May 22, 2025

Bonds Are King

We're keeping an eye on the bond market. So far, it has been able to find buyers for all the new issuance of debt. This is likely to continue. 👑
By Peter Bower

The Bond market is King. It is much larger than the stock market and sets interest rates. These can influence whether economic growth is encouraged or discouraged. Business health and activity determine profit potential, and profits are a major factor by which companies are valued. The level of rates also helps set the earnings multiple for stocks. Higher rates mean a smaller multiple and vice versa. So, when the bond market is unhappy, most everything else is too.

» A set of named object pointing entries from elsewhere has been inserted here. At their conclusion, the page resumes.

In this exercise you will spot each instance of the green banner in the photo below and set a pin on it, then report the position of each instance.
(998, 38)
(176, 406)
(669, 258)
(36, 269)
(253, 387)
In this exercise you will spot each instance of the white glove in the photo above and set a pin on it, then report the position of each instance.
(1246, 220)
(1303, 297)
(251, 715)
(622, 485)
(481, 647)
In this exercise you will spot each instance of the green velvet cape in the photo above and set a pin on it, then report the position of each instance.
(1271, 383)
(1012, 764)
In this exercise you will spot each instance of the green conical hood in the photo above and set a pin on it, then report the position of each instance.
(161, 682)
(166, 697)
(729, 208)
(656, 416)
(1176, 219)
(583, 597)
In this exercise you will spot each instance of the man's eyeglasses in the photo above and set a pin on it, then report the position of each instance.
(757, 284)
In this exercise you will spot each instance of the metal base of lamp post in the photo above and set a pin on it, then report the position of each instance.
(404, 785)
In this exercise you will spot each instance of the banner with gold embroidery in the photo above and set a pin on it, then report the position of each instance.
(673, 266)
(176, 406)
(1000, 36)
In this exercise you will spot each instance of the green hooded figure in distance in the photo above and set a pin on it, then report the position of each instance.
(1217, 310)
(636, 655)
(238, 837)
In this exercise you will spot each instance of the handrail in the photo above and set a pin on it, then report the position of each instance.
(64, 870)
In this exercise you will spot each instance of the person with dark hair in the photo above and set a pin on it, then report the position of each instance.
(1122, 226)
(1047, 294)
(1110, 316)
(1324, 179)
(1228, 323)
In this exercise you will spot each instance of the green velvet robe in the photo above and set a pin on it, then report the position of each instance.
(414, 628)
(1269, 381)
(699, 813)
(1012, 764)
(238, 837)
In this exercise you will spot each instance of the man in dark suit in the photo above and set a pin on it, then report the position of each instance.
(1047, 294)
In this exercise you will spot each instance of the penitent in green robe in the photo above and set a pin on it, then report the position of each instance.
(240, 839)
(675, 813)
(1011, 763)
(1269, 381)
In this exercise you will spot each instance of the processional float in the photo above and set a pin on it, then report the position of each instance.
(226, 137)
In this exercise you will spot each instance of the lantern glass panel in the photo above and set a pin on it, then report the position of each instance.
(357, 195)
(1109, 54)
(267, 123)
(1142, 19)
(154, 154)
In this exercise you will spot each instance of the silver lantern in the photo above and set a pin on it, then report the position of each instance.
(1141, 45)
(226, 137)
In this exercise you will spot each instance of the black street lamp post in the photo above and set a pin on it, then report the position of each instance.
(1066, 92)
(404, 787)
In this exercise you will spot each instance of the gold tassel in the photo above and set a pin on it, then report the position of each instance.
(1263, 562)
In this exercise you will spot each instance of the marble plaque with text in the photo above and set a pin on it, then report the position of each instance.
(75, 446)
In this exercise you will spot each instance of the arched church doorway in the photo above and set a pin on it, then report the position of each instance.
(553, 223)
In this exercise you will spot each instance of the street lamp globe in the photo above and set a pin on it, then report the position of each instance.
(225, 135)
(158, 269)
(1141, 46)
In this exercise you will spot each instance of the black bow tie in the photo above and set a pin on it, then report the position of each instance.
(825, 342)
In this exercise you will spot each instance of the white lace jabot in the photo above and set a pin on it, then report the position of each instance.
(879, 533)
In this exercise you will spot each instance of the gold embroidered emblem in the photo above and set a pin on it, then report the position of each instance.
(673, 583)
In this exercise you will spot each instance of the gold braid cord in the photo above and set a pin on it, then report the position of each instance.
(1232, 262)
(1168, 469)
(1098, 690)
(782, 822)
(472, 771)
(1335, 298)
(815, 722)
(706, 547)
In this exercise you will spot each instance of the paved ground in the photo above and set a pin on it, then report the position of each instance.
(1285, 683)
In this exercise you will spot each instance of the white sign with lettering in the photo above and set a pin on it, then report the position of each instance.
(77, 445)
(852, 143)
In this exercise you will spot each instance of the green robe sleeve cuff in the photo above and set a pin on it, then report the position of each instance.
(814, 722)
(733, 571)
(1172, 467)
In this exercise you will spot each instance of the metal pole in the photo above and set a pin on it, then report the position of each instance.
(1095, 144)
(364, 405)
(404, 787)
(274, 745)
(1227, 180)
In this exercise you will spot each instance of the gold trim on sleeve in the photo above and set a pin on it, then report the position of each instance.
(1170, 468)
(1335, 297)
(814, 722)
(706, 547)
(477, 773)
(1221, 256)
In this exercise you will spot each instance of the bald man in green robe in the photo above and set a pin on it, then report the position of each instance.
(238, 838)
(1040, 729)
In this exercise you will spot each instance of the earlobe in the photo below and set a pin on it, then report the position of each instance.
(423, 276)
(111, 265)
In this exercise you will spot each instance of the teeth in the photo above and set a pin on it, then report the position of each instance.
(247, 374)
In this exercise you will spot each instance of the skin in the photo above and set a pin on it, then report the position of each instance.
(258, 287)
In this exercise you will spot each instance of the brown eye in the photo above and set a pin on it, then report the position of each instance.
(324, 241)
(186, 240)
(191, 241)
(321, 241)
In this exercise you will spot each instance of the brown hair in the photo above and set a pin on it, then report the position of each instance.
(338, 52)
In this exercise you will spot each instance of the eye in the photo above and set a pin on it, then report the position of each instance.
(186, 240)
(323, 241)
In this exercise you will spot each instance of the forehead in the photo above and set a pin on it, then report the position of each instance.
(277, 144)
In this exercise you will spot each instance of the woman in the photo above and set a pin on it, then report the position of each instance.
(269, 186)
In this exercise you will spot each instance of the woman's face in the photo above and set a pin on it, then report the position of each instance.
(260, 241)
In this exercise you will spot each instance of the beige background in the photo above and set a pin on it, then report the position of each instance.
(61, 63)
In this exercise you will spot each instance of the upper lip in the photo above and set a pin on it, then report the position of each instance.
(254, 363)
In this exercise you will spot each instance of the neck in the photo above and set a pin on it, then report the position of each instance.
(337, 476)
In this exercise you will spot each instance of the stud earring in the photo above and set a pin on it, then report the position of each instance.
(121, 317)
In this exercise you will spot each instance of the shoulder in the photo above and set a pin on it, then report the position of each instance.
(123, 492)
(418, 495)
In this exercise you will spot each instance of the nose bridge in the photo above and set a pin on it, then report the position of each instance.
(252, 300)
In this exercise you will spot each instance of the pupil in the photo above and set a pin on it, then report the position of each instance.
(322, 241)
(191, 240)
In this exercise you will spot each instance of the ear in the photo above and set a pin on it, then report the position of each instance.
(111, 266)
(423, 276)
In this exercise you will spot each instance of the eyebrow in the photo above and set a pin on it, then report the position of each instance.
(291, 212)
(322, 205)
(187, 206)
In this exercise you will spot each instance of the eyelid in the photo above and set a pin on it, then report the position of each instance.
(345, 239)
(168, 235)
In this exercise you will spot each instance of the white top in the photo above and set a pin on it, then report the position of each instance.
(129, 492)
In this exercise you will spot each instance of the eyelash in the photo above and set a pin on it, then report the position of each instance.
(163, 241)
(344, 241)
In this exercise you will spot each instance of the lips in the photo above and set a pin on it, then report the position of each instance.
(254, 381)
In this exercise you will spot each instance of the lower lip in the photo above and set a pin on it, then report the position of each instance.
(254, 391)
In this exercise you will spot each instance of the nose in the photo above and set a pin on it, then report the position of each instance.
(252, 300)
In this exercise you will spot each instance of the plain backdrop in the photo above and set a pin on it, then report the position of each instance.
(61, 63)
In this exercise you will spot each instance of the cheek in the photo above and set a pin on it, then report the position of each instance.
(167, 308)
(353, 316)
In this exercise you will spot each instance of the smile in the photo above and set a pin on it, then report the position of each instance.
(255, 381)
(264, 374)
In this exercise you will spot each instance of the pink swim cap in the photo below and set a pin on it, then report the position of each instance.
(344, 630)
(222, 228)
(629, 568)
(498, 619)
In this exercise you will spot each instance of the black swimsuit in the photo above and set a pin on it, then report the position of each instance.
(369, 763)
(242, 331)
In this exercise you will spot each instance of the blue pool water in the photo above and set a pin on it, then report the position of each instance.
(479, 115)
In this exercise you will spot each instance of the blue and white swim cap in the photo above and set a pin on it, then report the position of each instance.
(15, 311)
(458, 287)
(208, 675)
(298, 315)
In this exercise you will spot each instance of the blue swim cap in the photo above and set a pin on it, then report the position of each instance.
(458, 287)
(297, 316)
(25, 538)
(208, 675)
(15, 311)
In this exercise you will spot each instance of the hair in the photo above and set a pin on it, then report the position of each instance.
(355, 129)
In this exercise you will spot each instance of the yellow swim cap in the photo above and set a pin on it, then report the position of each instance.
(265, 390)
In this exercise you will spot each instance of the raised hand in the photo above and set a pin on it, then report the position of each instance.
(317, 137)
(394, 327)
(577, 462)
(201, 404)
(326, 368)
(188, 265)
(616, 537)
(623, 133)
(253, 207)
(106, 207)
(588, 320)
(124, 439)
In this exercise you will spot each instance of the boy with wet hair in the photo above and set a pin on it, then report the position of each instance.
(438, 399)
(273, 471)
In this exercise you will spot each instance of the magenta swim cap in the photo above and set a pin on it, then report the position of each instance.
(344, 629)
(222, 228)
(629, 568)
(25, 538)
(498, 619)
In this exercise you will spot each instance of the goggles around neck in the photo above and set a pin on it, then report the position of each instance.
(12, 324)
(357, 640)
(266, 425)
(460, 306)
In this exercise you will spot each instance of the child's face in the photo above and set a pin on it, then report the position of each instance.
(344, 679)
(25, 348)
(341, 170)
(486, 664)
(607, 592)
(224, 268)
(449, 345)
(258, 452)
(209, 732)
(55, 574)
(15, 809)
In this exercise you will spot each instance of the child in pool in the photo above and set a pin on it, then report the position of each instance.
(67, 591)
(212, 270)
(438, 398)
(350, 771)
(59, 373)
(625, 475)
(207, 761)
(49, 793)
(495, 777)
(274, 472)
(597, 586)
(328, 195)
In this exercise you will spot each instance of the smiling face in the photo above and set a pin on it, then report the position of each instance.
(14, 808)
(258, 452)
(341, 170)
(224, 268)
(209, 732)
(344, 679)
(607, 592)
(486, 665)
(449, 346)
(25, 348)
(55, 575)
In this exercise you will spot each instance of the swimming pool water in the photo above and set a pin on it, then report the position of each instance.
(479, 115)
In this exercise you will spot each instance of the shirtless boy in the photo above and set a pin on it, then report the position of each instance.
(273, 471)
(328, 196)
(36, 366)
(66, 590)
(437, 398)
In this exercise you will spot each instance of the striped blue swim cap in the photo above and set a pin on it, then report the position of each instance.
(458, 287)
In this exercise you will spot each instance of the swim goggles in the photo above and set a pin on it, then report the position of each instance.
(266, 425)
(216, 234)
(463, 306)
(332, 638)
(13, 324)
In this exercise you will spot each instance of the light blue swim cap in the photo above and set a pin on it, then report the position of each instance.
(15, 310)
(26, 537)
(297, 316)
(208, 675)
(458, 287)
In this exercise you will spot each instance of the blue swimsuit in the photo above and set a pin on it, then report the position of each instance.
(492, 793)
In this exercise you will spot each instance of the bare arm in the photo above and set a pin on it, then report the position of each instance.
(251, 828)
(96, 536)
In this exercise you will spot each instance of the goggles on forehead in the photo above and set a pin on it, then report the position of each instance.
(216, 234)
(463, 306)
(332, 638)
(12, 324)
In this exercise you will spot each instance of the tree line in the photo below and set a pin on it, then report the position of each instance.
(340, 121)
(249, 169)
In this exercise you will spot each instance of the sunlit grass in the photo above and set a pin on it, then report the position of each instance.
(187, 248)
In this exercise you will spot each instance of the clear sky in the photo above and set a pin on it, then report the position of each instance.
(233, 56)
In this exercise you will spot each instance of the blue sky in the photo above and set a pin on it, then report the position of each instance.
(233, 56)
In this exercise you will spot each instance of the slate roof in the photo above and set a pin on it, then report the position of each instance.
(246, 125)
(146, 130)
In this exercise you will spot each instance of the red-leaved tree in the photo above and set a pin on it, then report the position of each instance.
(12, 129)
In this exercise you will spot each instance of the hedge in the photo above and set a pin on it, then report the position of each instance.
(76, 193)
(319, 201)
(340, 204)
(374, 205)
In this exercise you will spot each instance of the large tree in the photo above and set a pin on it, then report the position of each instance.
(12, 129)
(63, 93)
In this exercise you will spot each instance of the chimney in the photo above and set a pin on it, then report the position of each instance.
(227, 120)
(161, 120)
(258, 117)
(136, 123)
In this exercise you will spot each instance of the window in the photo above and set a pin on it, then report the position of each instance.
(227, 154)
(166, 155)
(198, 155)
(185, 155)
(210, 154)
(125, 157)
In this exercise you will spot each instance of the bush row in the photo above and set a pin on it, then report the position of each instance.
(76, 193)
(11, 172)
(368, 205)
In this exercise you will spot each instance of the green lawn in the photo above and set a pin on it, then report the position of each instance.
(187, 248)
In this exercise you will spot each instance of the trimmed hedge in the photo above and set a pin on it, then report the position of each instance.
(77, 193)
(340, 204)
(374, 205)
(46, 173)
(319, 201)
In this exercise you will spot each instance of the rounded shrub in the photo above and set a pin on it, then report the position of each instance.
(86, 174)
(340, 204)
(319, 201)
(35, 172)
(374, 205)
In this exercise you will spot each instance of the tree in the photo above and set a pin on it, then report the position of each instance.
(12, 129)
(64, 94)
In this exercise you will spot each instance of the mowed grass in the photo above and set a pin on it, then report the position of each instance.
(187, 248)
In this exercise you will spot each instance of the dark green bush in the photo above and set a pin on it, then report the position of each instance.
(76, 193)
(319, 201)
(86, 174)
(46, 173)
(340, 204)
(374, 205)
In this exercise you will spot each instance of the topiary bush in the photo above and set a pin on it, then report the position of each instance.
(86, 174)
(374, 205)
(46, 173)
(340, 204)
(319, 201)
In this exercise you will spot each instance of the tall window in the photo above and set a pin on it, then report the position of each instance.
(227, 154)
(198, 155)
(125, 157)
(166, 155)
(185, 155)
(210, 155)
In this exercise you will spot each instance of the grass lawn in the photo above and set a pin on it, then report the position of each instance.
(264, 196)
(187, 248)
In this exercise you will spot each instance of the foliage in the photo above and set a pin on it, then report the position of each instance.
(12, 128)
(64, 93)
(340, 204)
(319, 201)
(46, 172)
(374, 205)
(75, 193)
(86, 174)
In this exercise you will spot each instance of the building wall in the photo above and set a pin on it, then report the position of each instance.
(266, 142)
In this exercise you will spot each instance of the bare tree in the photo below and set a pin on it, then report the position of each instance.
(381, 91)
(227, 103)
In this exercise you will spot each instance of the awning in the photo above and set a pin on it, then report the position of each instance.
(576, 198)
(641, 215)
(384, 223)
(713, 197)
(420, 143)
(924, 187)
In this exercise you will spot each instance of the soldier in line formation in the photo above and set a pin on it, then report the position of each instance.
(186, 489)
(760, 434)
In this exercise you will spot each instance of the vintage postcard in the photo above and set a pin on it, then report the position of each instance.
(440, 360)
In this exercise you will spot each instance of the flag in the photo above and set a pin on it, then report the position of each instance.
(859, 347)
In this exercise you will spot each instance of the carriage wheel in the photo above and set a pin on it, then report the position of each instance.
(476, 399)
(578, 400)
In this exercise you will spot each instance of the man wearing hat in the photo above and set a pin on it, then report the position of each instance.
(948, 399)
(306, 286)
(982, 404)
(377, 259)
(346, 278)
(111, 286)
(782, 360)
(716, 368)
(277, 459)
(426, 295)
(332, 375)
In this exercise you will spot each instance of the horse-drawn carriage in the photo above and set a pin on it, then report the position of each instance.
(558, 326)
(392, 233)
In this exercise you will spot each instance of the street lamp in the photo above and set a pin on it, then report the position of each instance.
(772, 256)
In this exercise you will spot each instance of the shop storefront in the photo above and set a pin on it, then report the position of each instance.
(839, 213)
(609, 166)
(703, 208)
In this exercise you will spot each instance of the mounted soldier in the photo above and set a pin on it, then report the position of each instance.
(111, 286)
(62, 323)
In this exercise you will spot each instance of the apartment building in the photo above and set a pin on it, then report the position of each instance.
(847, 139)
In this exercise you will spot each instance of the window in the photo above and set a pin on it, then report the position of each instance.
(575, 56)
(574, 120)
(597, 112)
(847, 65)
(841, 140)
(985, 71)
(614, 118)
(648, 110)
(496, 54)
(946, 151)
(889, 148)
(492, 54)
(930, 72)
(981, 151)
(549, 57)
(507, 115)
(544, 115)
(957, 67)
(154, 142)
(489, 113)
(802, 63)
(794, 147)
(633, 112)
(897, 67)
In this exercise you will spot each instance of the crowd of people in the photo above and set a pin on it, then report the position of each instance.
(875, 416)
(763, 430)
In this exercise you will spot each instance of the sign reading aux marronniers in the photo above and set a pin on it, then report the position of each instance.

The bond market has been showing concern. Inflation is still not entirely tamed, and Congress may be ushering in a new budget that expands our country’s debt. More debt and more borrowing to fund spending money we don’t have; therefore, it is understandable that bond investors are increasingly reluctant to buy bonds. So, interest rates go up to entice buyers, resulting in an increasing drag on economic growth.

How far will this go? So far, the bond market has been able to find buyers for all the new issuance of debt. This is likely to continue because there is so much money around, and bonds, especially short-term ones, are one of the few safe havens around. So, no crisis yet, but keep an eye on the bond market. In the meantime, stay steady, my friends.